Históricamente existía el mito de que las mujeres jamás consumen pornografía, que más bien era concebida como práctica del primitivo libido masculino. Sin embargo, con la era del consumo de contenidos por internet también llegó la era de la métrica, donde todas las prácticas de una audiencia (usuarios) es absolutamente medible. Los últimos estudios publicados al respecto han confirmado que aunque lo hagan con mayor discreción, cientos de miles de mujeres también consumen habitualmente contenidos de softporn.

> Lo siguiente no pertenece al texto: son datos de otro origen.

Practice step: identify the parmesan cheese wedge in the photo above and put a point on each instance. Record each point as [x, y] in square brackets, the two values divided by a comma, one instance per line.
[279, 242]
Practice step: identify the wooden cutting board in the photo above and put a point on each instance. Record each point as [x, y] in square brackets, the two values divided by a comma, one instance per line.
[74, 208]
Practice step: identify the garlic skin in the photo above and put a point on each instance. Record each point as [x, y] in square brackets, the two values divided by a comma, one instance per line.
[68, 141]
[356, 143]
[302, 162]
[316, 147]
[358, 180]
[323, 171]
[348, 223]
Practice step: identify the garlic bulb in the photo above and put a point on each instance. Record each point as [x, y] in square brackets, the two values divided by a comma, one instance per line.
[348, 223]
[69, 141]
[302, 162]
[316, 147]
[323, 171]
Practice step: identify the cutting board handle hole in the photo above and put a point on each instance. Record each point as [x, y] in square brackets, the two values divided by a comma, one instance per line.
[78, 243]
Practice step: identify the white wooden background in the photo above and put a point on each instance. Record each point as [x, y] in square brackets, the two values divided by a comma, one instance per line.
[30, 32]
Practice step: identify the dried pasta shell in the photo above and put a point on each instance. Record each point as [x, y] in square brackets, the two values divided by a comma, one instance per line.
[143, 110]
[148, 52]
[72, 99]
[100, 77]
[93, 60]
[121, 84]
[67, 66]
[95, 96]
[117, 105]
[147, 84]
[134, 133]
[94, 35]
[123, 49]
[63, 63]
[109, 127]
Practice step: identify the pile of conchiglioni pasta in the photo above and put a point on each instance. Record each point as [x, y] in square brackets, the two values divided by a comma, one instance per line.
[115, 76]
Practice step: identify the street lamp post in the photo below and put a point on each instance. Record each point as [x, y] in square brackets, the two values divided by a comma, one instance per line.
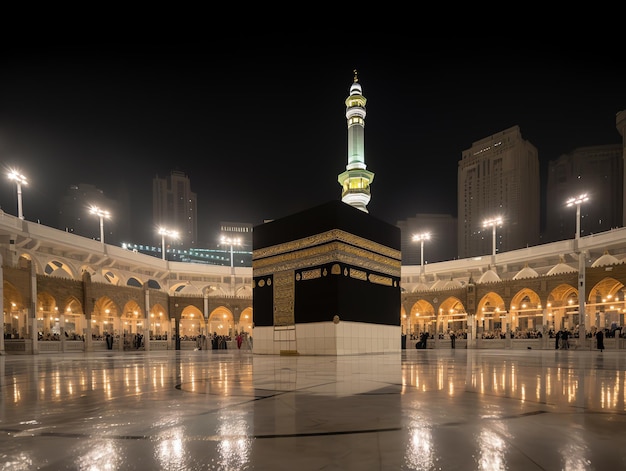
[165, 232]
[102, 214]
[578, 200]
[19, 180]
[421, 238]
[497, 221]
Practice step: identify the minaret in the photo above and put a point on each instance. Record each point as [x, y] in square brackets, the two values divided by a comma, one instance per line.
[356, 180]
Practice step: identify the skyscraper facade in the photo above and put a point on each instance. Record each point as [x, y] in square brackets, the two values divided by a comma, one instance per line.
[596, 171]
[498, 177]
[75, 218]
[174, 206]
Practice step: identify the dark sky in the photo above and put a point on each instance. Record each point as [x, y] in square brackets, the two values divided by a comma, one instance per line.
[260, 129]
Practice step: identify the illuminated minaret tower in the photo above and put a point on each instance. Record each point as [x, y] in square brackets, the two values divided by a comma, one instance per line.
[356, 180]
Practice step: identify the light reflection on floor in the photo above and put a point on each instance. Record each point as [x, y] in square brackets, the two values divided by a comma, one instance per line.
[421, 409]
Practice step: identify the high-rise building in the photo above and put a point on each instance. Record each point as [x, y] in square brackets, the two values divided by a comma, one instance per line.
[441, 245]
[174, 206]
[498, 177]
[596, 171]
[355, 181]
[75, 217]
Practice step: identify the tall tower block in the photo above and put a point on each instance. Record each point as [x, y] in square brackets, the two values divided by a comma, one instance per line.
[356, 180]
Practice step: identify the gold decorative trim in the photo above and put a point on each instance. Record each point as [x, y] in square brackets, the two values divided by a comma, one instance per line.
[358, 274]
[381, 280]
[325, 238]
[284, 295]
[311, 274]
[327, 254]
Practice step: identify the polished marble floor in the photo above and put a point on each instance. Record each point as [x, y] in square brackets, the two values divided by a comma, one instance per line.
[232, 410]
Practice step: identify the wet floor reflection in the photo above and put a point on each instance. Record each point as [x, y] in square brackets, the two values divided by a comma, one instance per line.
[418, 410]
[558, 379]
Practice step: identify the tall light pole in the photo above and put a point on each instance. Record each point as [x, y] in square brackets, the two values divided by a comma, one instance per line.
[19, 180]
[102, 214]
[232, 241]
[493, 223]
[421, 238]
[578, 200]
[165, 232]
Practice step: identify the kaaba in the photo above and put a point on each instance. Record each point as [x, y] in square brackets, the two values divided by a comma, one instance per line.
[326, 281]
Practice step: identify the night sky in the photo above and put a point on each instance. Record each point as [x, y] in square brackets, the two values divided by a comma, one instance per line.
[261, 130]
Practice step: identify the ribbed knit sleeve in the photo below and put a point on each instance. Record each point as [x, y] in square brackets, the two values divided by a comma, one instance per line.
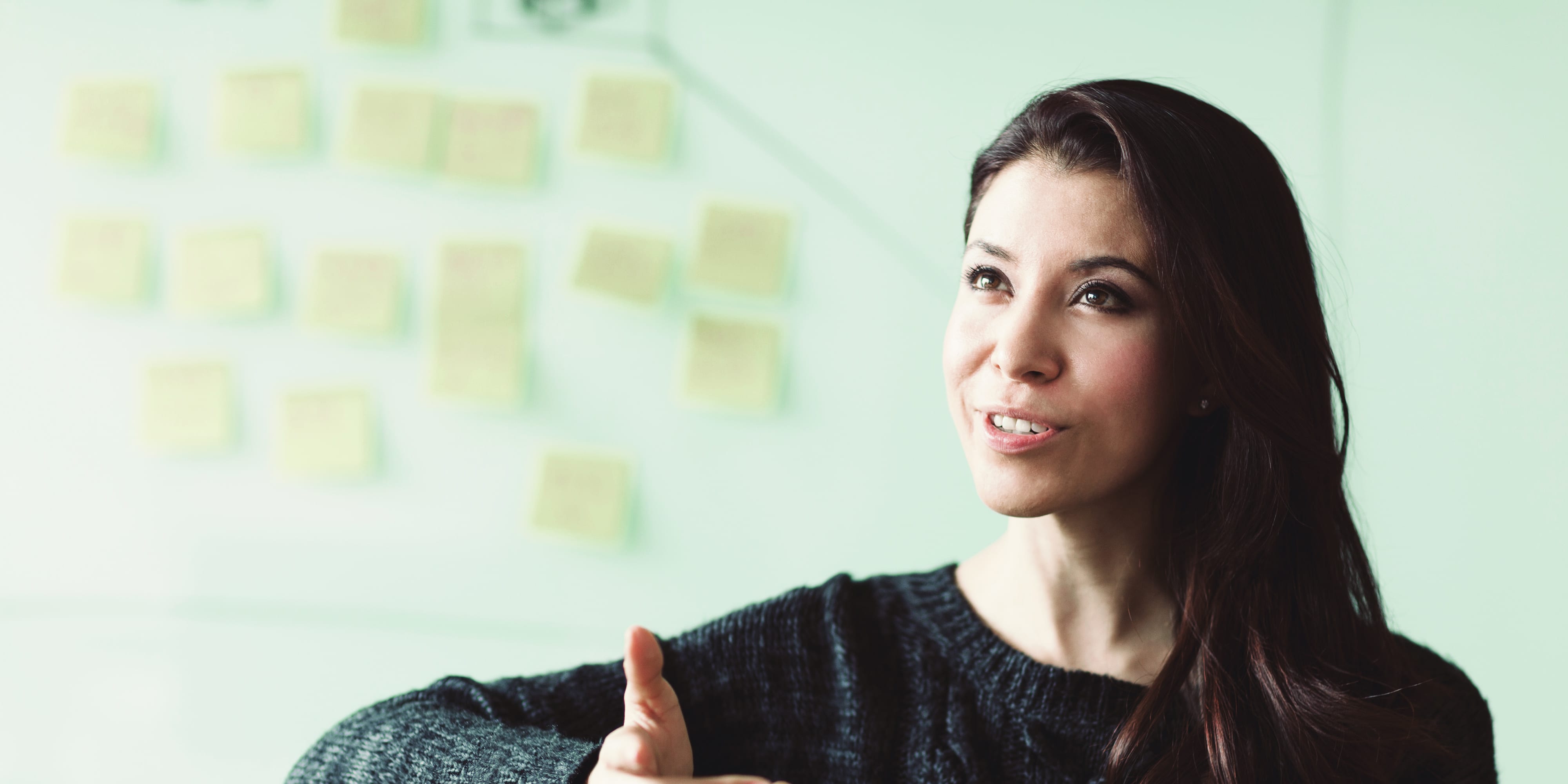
[521, 730]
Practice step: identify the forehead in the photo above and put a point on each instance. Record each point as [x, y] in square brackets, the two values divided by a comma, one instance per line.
[1036, 211]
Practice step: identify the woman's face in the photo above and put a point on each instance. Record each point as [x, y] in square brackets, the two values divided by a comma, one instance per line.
[1061, 327]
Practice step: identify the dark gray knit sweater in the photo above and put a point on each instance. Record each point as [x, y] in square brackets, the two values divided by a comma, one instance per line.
[893, 678]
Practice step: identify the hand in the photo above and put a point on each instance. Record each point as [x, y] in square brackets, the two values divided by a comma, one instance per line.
[653, 742]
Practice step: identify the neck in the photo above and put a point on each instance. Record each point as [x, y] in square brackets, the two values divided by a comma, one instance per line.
[1078, 590]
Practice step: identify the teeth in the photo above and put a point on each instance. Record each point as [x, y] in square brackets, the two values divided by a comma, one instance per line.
[1017, 426]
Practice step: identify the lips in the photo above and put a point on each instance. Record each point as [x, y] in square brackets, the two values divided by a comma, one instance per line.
[1014, 432]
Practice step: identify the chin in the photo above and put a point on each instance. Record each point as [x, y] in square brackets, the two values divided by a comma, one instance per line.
[1018, 499]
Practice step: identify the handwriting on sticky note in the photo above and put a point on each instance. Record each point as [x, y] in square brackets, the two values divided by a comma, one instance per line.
[187, 407]
[327, 434]
[623, 263]
[104, 260]
[477, 335]
[626, 117]
[112, 122]
[391, 128]
[387, 23]
[583, 495]
[733, 363]
[354, 292]
[742, 250]
[264, 112]
[493, 142]
[222, 274]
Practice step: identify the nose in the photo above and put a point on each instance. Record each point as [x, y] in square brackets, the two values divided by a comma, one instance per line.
[1025, 346]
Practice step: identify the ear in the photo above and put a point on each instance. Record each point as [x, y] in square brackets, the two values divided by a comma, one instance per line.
[1210, 391]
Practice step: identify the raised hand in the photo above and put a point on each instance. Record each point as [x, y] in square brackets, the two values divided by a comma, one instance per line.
[652, 744]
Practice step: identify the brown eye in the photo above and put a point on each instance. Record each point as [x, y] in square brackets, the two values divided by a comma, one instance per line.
[987, 280]
[1103, 297]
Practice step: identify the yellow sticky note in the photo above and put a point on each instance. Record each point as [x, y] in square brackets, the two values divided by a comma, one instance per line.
[584, 495]
[623, 263]
[327, 434]
[742, 250]
[626, 117]
[104, 260]
[477, 333]
[492, 142]
[187, 407]
[733, 363]
[264, 112]
[112, 122]
[387, 23]
[391, 128]
[222, 274]
[355, 292]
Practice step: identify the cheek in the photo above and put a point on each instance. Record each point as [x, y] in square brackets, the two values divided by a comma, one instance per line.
[962, 350]
[1131, 388]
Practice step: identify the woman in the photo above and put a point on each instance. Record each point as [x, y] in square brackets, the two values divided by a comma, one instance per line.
[1142, 380]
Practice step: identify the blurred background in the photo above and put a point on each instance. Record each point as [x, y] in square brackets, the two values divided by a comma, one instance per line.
[238, 501]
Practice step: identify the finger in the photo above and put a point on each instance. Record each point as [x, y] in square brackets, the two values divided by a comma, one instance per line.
[631, 750]
[647, 691]
[620, 777]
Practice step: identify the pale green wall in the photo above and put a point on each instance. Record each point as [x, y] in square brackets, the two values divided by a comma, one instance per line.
[180, 622]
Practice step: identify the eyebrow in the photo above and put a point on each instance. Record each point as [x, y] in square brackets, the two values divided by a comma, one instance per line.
[1094, 263]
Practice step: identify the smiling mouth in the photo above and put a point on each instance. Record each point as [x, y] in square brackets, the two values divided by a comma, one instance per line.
[1018, 427]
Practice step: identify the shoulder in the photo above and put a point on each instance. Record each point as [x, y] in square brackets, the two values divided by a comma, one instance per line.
[838, 603]
[1456, 711]
[843, 623]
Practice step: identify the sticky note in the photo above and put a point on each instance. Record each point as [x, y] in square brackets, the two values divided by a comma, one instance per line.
[622, 263]
[584, 495]
[220, 274]
[393, 128]
[264, 112]
[112, 122]
[187, 407]
[387, 23]
[477, 332]
[731, 363]
[626, 117]
[741, 250]
[104, 260]
[493, 142]
[354, 292]
[327, 434]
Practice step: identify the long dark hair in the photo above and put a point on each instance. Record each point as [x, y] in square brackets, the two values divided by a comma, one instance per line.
[1283, 666]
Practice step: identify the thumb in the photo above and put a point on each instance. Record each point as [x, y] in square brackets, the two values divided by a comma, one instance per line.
[630, 750]
[650, 699]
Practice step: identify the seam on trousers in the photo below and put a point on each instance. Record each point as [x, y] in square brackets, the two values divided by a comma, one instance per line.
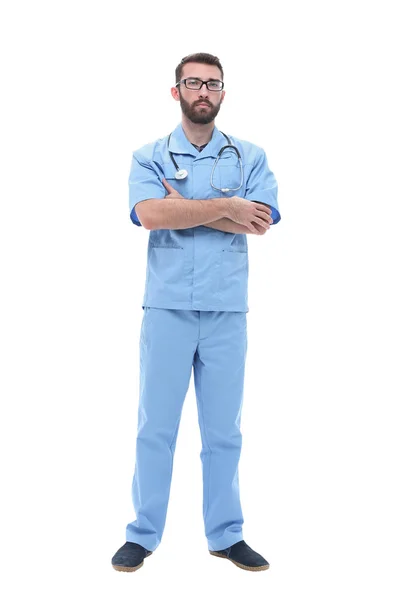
[170, 449]
[207, 443]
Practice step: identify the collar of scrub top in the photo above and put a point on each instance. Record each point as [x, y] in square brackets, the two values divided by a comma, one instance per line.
[179, 144]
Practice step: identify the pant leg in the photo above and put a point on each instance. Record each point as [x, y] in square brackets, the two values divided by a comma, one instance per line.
[219, 368]
[167, 345]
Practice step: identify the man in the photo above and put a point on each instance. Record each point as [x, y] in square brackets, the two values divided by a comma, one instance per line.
[183, 190]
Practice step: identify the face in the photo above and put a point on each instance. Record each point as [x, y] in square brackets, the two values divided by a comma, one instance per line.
[190, 100]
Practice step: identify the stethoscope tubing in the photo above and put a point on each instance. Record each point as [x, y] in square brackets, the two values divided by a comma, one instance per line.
[182, 173]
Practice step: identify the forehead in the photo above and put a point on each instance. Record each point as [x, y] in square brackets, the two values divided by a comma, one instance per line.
[201, 71]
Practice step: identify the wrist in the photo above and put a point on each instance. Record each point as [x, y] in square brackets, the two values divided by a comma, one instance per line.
[223, 206]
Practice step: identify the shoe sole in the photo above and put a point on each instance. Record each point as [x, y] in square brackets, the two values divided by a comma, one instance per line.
[261, 568]
[129, 569]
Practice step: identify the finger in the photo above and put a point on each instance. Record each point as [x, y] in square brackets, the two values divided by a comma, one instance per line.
[264, 215]
[264, 208]
[261, 222]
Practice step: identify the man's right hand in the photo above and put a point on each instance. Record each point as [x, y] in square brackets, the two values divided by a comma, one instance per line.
[246, 212]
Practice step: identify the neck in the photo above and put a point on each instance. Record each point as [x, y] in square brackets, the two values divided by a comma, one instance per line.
[197, 133]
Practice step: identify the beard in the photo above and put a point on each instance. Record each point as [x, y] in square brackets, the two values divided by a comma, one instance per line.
[199, 114]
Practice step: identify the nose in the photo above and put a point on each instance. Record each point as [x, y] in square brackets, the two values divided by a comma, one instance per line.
[203, 92]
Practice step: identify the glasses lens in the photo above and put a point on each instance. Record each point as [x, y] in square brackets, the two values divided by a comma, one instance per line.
[193, 84]
[215, 85]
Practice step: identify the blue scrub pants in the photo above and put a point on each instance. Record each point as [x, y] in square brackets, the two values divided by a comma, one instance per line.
[173, 341]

De acuerdo con un estudio realizado por la empresa de medición Nielsen/Net Ratings, durante el primer trimestre de 2007, se comprobó que una tercera parte de los usuarios que recurren a sitios porno pertenecen al sexo femenino. Durante este periodo alrededor de 13 millones de mujeres estadounidenses disfrutaron de porno en-línea al menos una vez al mes.
Theresa Flynt, la vicepresidente de Hustler Video, la rama de video de una de las publicaciones más famosas de contenidos pornográficos, asegura que el 56% de los clientes que adquieren películas en sus tiendas son mujeres, mientras asegura que esta ventaja sobre los consumidores masculinos tiene a crecer.
Por otro lado, un estudio realizado en 2006 por la McGill University, comprobó que al ser expuestos ante contenidos de softporn, tanto hombres como mujeres comenzaban a mostrar una excitación a los 30 segundos, y que mientras los hombres podían llegar a un climax en 11 minutos promedio, las mujeres tan sólo tardaban un minuto más para alcanzarlos en la cima.
El mayor consumo de pornografía por parte del sexo femenino podría ser un símbolo más de una "liberación" frente a la cultura masculina, como el hecho de que en Nueva York actualmente haya más hogares sostenidos económicamente por mujeres que por hombres, y asi dar vida a una especie de demostración con el mensaje implícito de "puedo superarte aún en la que tradicionalmente ha sido tu propia cancha".